Gobbinjr’s vom night builds a sophisticated craft around twee and angst. The second album of Wisconsin-turned-Brooklyn native, Emma Witmer, the seven-track EP laces sweetly-sung melodies with the slacker-edged debauchery of the title, wrapping it all up in simple yet powerful lyrics. Witmer wields her youthfulness and off-beatness elegantly, creating songs that feel both raw and otherworldly at the same time. When on “manatee” she sings, “I had the most beautiful thought / That one pinpoint corner of your eye could fly me through time,” it is both heartbreaking and utterly endearing, each in greater measures because of the existence of the other. “manatee,” is a breezy pop song with a child-like tone, but its odd and personal inflections stay with you like the eyes of the past love that it describes.

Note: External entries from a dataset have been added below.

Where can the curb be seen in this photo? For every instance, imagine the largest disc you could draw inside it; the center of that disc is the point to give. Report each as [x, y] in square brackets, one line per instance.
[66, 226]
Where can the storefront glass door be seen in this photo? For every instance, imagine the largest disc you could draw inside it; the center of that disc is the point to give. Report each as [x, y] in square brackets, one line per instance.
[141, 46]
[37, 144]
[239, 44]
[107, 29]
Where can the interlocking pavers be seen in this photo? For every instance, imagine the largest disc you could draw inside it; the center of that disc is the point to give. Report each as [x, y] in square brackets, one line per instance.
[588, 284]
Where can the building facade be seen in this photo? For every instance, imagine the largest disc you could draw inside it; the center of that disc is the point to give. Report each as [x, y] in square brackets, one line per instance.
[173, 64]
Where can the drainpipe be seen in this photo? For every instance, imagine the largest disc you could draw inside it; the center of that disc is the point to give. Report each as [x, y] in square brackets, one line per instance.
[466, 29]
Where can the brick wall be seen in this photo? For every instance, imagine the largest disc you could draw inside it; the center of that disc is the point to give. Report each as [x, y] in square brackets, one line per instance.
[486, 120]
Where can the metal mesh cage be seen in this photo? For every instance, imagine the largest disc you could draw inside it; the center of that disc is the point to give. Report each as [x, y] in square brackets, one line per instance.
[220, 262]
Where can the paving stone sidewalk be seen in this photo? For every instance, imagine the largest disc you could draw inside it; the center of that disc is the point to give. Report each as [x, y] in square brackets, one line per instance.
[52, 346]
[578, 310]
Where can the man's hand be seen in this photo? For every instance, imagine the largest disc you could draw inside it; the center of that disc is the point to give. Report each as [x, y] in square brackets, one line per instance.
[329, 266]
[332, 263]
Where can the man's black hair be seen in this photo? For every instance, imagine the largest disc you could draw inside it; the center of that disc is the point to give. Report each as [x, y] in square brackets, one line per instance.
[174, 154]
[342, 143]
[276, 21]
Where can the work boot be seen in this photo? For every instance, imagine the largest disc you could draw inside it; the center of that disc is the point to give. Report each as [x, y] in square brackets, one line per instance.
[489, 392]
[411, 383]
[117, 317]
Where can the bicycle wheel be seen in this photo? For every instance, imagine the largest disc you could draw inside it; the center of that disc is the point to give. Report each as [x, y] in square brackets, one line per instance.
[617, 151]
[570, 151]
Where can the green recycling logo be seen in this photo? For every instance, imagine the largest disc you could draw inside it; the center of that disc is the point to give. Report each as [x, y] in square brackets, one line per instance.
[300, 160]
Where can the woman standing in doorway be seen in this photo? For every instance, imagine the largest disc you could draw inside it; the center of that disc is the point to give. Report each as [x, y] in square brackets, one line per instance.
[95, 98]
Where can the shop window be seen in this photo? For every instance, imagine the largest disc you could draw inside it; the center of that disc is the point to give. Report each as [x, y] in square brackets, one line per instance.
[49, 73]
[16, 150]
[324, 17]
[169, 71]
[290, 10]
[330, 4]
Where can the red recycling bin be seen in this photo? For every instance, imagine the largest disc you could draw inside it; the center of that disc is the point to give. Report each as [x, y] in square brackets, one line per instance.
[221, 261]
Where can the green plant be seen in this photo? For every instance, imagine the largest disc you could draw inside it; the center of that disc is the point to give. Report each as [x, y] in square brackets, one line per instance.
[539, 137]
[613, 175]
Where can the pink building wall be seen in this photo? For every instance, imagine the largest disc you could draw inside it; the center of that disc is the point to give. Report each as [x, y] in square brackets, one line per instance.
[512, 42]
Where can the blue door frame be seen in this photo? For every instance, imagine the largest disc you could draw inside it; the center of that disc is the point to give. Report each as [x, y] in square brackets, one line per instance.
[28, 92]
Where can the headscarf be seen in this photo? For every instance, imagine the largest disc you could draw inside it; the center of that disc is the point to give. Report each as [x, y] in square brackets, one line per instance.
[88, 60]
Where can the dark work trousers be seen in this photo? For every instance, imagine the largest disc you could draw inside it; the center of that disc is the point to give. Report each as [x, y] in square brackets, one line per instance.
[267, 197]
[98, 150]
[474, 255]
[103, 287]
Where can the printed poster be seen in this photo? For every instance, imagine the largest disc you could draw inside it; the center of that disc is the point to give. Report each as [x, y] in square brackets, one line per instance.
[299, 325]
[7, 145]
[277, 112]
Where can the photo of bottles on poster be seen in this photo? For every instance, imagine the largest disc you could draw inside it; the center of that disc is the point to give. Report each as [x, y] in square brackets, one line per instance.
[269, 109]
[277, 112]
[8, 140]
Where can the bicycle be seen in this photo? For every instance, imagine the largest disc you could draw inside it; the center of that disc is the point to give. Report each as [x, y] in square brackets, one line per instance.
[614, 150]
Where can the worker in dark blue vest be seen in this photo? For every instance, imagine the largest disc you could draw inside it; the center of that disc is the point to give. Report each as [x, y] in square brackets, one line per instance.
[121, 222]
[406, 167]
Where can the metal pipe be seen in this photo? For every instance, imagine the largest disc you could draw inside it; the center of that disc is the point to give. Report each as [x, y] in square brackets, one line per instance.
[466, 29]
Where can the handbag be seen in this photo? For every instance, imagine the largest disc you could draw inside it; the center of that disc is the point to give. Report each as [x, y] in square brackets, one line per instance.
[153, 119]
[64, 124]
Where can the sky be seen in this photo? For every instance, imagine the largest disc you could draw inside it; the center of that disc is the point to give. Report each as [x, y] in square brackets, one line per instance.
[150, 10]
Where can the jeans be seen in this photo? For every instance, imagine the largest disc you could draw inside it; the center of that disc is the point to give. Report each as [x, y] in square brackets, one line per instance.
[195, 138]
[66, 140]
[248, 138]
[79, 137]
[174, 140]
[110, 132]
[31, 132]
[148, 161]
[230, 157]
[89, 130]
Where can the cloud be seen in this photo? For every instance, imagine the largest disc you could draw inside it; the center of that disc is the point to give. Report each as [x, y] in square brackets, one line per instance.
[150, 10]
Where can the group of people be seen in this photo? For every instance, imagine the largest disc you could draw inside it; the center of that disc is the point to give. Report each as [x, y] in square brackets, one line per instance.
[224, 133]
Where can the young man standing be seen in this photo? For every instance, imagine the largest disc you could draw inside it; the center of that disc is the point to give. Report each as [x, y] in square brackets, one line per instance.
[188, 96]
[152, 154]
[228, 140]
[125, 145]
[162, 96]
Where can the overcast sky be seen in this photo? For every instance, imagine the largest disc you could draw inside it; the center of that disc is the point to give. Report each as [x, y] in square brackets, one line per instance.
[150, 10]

A few of vom night’s most memorable moments occur when Witmer’s voice follows her lyrics into a stranger place. On “undies,” a slower tune with a ‘50s-rock chorus feel, she sings, “I need you,” then, mustering a shrill and strong tone very different than the sweetness she uses elsewhere, she sings, “But I need me.” On “perfect,” which builds around the vulnerable lines, “I just want to be perfect / Anything less is shameful,” the music increasingly obscures Witmer’s singing, eventually leading to a breakdown of perfection when a lower, processed voice takes over the refrain. Most of vom night, though, dresses up its raw core in warm synth-pop and dreamy rock. “I feel creepy all the time,” she sings in the closer, “firefly,” “'cause i like everybody more than they like me / I know ur feelings and i make them rhyme.” Throughout vom night, Gobbinjr spins sparkly rhymes out of much more menacing threads.